How to represent value based classes ?

Remi Forax forax at
Mon Jul 23 20:32:12 UTC 2018

Hi all,
i've plyed for some quite times now to specify in my mind what a value based class can be and i think it's time write that down.

First, why we need value based class ?
We want to offer a path to refactor a class to a value type but given that class instances are nullable and value type values are not, the proposed solution is to introduce a kind of 'compatible with null' value type i.e. a value based class. Java in its API already specifies that some classess (Optional, LocalDateTime) are value based classes saying that they have no identity.

What is the best outcome ?
The best case is like checked exceptions, i.e. the VM doesn't know what a value based class is and only javac knows what a value based class is and add some magics, do null tranlation back and forth. But i doubt it's possible because with the ValueTypes attribute, a class can not be a reference class and as a value type inside the same method, so the VM has to do the conversion in adapters.

Proposed wrapping/unwrapping:
A value based class is a value type with one discriminator field. A discriminator field is a field that is annotated with the flag ACC_DISCRIMINATOR (only one by value based class). Technically from the VM implementation point of view, a discriminator is a field_offset + a type.

  class     -> value type
  if (null) -> vdefault

  value type                         -> class
  if (vt[discriminator_offset] == 0) -> null

The Value Type attributes also need to be modified to include a boolean that says if it's a plain value type or a value based class.

By example, for java.util.Optional, the field that contains the reference is also the discriminator field, which means that the difference Optional as value type and Optional as value based class is that the interpreter and the JIT may have to execute more tests to do null wrapping/unwrapping.

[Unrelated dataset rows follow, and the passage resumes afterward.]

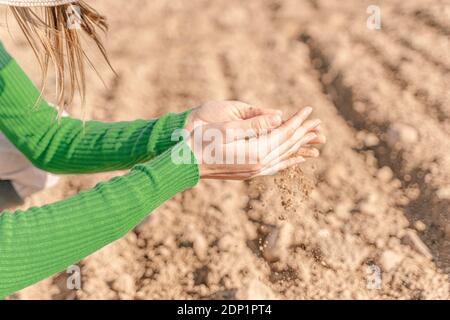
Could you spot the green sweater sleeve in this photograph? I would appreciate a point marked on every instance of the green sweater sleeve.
(69, 145)
(39, 242)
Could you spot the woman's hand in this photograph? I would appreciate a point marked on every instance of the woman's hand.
(255, 118)
(232, 140)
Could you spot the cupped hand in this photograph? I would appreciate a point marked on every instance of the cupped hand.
(241, 143)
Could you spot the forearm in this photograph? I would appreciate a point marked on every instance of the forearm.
(42, 241)
(69, 145)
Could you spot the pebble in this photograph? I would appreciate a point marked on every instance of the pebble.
(124, 283)
(390, 260)
(420, 226)
(443, 193)
(371, 140)
(385, 174)
(402, 133)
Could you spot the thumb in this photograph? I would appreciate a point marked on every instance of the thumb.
(254, 127)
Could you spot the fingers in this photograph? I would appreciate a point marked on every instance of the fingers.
(291, 140)
(308, 152)
(320, 139)
(254, 127)
(246, 111)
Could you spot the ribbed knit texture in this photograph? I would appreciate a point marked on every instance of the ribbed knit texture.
(68, 145)
(36, 243)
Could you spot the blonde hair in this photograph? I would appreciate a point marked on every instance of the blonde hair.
(54, 40)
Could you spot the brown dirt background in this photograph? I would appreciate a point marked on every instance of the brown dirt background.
(380, 193)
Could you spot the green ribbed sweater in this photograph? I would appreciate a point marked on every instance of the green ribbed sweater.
(41, 241)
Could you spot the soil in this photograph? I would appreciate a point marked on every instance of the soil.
(377, 199)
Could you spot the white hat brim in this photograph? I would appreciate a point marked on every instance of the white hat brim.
(35, 3)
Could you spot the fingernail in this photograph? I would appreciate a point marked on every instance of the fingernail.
(275, 121)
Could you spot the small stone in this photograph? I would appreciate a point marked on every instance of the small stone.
(371, 140)
(256, 290)
(278, 242)
(385, 174)
(390, 259)
(420, 226)
(443, 193)
(413, 240)
(343, 209)
(124, 283)
(402, 133)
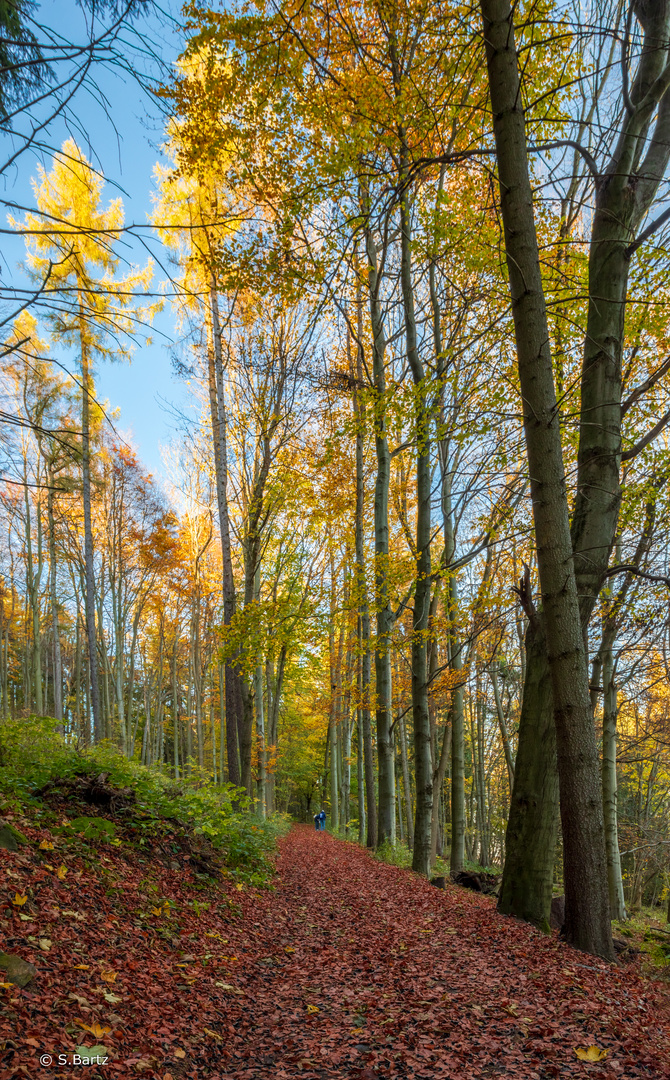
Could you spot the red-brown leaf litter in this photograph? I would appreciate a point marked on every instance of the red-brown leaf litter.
(348, 968)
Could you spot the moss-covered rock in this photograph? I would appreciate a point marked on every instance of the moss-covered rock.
(16, 971)
(11, 838)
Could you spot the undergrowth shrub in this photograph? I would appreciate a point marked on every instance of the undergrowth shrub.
(32, 752)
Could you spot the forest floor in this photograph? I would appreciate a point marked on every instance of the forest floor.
(348, 968)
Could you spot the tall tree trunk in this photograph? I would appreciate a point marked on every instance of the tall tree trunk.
(617, 903)
(361, 584)
(235, 705)
(405, 782)
(493, 672)
(587, 901)
(86, 392)
(625, 193)
(420, 716)
(386, 818)
(57, 661)
(530, 844)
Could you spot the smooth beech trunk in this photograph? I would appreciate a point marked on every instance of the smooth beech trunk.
(218, 420)
(587, 902)
(420, 715)
(530, 842)
(386, 820)
(89, 567)
(617, 903)
(624, 194)
(367, 811)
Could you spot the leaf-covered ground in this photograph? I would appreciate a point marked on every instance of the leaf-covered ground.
(349, 968)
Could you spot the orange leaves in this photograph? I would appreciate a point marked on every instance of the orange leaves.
(97, 1030)
(590, 1053)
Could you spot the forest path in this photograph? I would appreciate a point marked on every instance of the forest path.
(362, 970)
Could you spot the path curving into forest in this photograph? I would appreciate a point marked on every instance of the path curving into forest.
(357, 969)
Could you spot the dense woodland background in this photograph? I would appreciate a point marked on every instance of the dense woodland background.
(334, 599)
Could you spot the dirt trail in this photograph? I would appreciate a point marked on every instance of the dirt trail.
(358, 969)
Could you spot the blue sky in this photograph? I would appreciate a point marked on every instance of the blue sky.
(125, 146)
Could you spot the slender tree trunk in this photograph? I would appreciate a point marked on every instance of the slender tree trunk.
(235, 704)
(89, 565)
(493, 672)
(386, 818)
(587, 902)
(617, 903)
(420, 716)
(57, 661)
(405, 782)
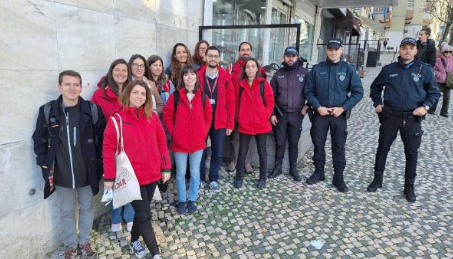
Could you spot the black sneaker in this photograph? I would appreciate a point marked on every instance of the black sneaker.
(182, 209)
(191, 207)
(238, 183)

For java.util.OptionalLong, here we need a supplementary field, a boolean (a byte), is enough. In that case, the value based class may take more space + more tests.

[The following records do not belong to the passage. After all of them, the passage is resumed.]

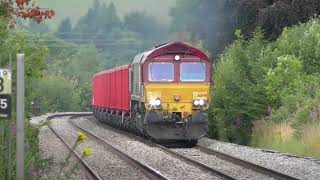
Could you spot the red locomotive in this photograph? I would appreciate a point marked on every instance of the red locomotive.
(163, 93)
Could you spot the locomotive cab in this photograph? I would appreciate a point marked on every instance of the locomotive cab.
(172, 94)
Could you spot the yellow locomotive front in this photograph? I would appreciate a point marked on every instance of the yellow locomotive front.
(176, 96)
(169, 88)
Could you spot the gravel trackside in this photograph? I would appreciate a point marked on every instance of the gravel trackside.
(106, 164)
(301, 168)
(54, 151)
(233, 170)
(166, 164)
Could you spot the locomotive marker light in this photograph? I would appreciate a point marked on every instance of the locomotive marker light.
(5, 93)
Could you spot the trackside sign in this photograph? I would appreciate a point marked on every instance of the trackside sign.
(5, 93)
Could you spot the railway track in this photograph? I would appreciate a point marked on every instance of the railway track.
(92, 174)
(246, 164)
(147, 170)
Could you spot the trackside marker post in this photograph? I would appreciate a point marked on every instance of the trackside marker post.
(20, 117)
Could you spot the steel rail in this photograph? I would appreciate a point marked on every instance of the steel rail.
(246, 164)
(87, 167)
(147, 170)
(190, 161)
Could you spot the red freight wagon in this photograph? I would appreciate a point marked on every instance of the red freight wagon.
(111, 89)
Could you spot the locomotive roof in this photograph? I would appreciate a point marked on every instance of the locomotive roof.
(169, 48)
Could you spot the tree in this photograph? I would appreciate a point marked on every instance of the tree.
(23, 9)
(145, 25)
(214, 21)
(64, 29)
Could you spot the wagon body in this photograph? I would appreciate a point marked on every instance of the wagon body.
(111, 89)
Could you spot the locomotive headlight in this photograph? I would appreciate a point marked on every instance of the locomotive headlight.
(177, 57)
(196, 102)
(155, 102)
(200, 102)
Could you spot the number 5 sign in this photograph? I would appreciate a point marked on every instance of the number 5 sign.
(5, 93)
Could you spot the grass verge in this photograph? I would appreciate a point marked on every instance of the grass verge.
(282, 137)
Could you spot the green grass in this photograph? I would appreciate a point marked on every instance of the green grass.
(33, 161)
(281, 137)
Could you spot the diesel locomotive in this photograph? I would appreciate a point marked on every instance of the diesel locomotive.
(162, 94)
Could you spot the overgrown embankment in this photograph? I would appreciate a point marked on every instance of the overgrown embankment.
(268, 93)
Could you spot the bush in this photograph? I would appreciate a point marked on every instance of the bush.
(277, 81)
(55, 93)
(281, 137)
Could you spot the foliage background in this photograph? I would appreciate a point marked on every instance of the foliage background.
(266, 58)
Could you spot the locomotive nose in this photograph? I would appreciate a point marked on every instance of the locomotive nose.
(177, 98)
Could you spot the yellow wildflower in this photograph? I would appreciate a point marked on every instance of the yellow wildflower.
(81, 136)
(87, 152)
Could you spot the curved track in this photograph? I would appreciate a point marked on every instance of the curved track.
(147, 170)
(246, 164)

For the class of java.time, Stephen can choose on per class basis, how to null as to be encoded.

To summarize:
A value based class can be either a class with some JIT optimizations but the layout of a class or a value type with a way to encode null, i think the former solution is sad.
Obviously, i'm not a specialist of the assembly languages so there is maybe another encoding scheme.
I think that letting the user to specify the discriminator field solve the issue to have to come with a general scheme that works for all value based classes, because you offload the verification that the discriminator can not be zero in the normal case to the user.